Believe it or not – these two red lines are dead straight and parallel. So how does your brain trick you into thinking the lines are curved? The blue lines makes our brain think that we’re moving toward the image and so the brain predicts what the red lines will look like in the future – making the red lines bulge out. So weird!
3. This is just a photo of President Obama upside down.
What’s so strange about this you might ask? Well the truth might surprise you. Have a look at the image the right way up.
Woah! How does that work? We don’t think anything is strange in Obama’s upside down picture because his eyes and mouth are the right way up. Our brain processes visual information in parts before making a whole image – so it processes parts of our face (eyes, lips etc.) before processing the whole face and in turn tricks us!
4. Clearly Square A is Grey and Square B is White.

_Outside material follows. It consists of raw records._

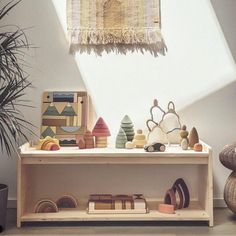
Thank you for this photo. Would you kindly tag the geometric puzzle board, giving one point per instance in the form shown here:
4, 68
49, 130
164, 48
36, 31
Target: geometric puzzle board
64, 116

Apparently not – instead they are the exact same shade of grey. Here’s the explanation – we know that the checkerboard pattern has dark and light squares. Our brain sees that there is a shadow cast on the board and knows that square B is one of the light squares, even though it’s the exact same colour as the dark squares without a shadow on it. So to avoid confusion, the brain changes the lightness of Square B automatically for us. Uncool!
5. What do you see?
Some may see a young woman and others an old woman. Here’s the strange thing – we can’t see both at the same time. This is because seeing something and recognising it are two different things. What happens is that we don’t stop seeing the old woman, but we stop recognising her after focusing on the younger woman.
6. Which yellow line is longer?
It’s the line at the top. Wrong! They are both the same size. This is a case of our brains making us think that one is further away because of the black ‘tracks’.